Learning Outcomes
Recent advances in technology have led to rapid growth of big data. This led to the need for cost
efficient and scalable analysis algorithms. In this course concepts for scalable analysis of big data
sets will be presented and applied using open source technologies. Participants of this module will
gain an in-depth understanding of concepts and methods as well as practical experience in the area
of scalable data analysis and data mining.
The course is principally designed to impart:
technical skills 50% method skills 30% system skills 10% social skills10%
Content
The focus is of this module is to get familiar with different parallel processing platforms and
paradigms and to understand their feasibility for different kinds of data mining problems. For that
students will learn how to adapt popular data mining and standard machine learning algorithms such
as: Naïve Bayes, K-Means clustering or PageRank to scalable processing paradigms. And
subsequently gain practical experience in how to implement them on parallel processing platforms
such as Apache Hadoop, Stratosphere and Apache Giraph.

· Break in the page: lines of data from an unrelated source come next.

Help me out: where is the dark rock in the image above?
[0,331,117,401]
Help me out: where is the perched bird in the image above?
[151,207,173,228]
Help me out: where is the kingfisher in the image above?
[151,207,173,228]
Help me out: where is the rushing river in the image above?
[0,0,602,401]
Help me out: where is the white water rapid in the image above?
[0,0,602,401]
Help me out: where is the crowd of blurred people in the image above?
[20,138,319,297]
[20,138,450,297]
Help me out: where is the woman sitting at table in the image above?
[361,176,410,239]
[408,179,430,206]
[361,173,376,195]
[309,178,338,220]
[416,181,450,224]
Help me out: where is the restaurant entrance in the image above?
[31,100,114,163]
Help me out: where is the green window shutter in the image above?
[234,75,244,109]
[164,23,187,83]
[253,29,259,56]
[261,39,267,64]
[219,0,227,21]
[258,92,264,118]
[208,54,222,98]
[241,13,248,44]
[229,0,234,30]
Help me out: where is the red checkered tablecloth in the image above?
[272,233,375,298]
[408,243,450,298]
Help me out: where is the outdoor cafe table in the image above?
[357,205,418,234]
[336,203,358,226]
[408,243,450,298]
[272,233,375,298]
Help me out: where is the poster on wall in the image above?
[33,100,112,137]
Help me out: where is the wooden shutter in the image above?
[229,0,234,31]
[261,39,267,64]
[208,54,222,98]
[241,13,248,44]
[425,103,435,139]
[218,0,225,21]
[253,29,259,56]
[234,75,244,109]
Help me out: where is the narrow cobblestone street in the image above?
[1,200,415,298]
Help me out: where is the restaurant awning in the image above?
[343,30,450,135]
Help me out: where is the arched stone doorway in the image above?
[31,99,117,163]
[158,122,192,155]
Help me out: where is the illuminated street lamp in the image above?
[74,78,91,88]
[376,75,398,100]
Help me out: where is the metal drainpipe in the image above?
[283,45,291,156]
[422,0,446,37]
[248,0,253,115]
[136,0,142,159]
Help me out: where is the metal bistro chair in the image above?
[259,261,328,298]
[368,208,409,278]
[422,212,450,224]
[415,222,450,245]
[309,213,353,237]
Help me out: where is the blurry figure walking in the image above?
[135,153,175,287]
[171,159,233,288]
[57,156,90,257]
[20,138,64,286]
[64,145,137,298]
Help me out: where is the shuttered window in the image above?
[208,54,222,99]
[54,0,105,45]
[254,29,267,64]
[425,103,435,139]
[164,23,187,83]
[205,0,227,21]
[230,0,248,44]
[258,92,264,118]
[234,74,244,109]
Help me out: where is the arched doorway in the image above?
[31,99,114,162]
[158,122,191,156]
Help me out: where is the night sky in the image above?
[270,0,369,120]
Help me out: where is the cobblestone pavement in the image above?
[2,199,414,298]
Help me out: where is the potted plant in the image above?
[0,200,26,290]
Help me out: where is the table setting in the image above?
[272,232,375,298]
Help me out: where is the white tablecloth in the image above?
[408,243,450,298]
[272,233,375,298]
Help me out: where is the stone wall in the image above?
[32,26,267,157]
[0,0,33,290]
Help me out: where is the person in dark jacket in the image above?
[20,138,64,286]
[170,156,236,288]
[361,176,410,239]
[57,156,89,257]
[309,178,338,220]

Description of Teaching and Learning Methods
This „integrated course“(Integrierte Veranstaltung, IV) consists of lectures on key concepts and
exercise sessions with smaller and larger exercises, particularly one complex task, to be fulfilled in
team work. This includes elaborating one of the key topics with own literature work, giving a short
presentation and developing an implementation. Active contribution to all parts of the course is
essential, as there will be a final presentation of the complex exercise by all members of the course.
Registration Procedures
Students are required to register via the DIMA course registration tool before the start of the first
lecture (http://www.dima.tu-berlin.de/). Within the first six weeks after commencement of the lecture,
students will have to register for the course at QISPOS (university examination protocol tool) and ISIS
(course organization tool) in addition to the registration at the DIMA course registration tool.